Anthropic Just Killed Tool Calling
Entropic's New Developer Tools: Programmatic Tool Calling
Introduction to Programmatic Tool Calling
- Entropic has introduced significant developer tools with the release of set 46, focusing on programmatic tool calling.
- This feature allows agents to make specific calls to tools via code instead of loading everything into the context window, saving tokens and improving accuracy.
Advantages Over Traditional Methods
- The engineering work by Anthropic highlights their commitment to innovation in tool calling, which is more effective than traditional JSON structures.
- LLMs (Large Language Models) are better suited for code execution rather than conventional tool calling due to their training background.
Industry Impact and Adoption Trends
- Anthropic's innovations often lead to industry-wide adoption, as seen with MCPS (Model Context Pro Protocol).
- The context window problem is exacerbated by protocols like MCP, leading to inefficient use of space during user interactions.
Context Engineering and Its Importance
- Context engineering aims to optimize what information is loaded into the context window, discarding unnecessary data.
- Tool calls significantly contribute to context pollution; thus, optimizing them can enhance performance.

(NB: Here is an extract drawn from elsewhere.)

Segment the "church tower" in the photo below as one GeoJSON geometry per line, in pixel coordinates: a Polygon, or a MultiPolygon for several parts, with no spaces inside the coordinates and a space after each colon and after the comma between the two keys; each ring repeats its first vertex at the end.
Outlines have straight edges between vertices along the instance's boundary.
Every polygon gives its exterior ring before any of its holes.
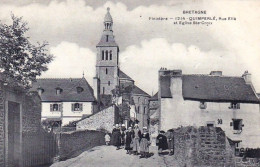
{"type": "Polygon", "coordinates": [[[96,96],[111,94],[111,90],[118,85],[119,47],[113,35],[113,19],[109,8],[104,18],[104,30],[97,44],[96,77],[94,84],[97,86],[96,96]]]}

How Programmatic Tool Calling Works
- In programmatic tool calling, coding agents write code in a sandbox environment for invoking tools rather than making direct calls.
- This method reduces token usage since only final outputs are returned from the sandboxed process.
Timeline of Developments in Programmatic Tool Calling
- Cloudflare published a report in September 2025 advocating for programmatically invoking tools within an MCP server, showing potential token savings of 30%–80%.
- Anthropic echoed these findings in November 2025 with their article on building efficient agents using MCP.
Recent Advancements and Community Response
- Anthropic released advanced tools including a search function that optimizes token usage further.
- The open-source community rapidly adopted these concepts, leading to implementations across various platforms like Blocks Goose Agent and Light LLM.
Conclusion on Current State and Future Directions
- As of now, these advancements have moved beyond beta testing into full support with dynamic filtering capabilities for web searches.
5.2 API Enhancements and Tool Support
Key Insights on LLMs and Code Generation
- Version 5.2 has introduced support for over 20 different tools via their API, enhancing the capabilities of large language models (LLMs).
- LLMs are trained on billions of lines of code, particularly effective in generating and understanding code but lacking in synthetic JSON tool calling formats.
- Anthropic's Sonnet 46 release includes two new tools: web search and dynamic filtering, which improve how agents interact with data.
Improvements in Web Search Capabilities
- The new features allow the model to write and execute code during web searches, filtering results before they enter the context window to enhance accuracy.
- Initial tests showed an average improvement of 11% in performance metrics while reducing input tokens by 24%, indicating significant efficiency gains.
Benchmark Performance Analysis
- The browser comp benchmark assesses an agent's ability to navigate websites for hard-to-find information; Sonnet improved from 33% to 46%, while OPUS increased from 45% to 61%.
- In the deep search QA benchmark, which evaluates finding multiple correct answers through web searches, Sonnet saw an F1 score rise from 52% to 59%.
Token Cost Considerations
- Token costs can vary based on how much code is generated for filtering; Sonnet's price-weighted token decreased while OPUS's increased due to more extensive coding requirements.
- This indicates that a reduction in output tokens does not always correlate with lower token costs; careful consideration is needed when evaluating performance.
Utilizing New Features Effectively
- Users employing the search API need only enable data fetching; Anthropic will automatically optimize token usage by returning only relevant information.
- Additional tools have exited beta status, including code execution sandboxes and programmatic tool calling, along with detailed documentation provided for user guidance.
Implementation Structure
- To implement these tools effectively, users must define what each tool does alongside its input/output schema within a structured format.
- Instead of traditional function calls, models like Cloud will now generate code directly for executing specific tasks as part of standard industry practices.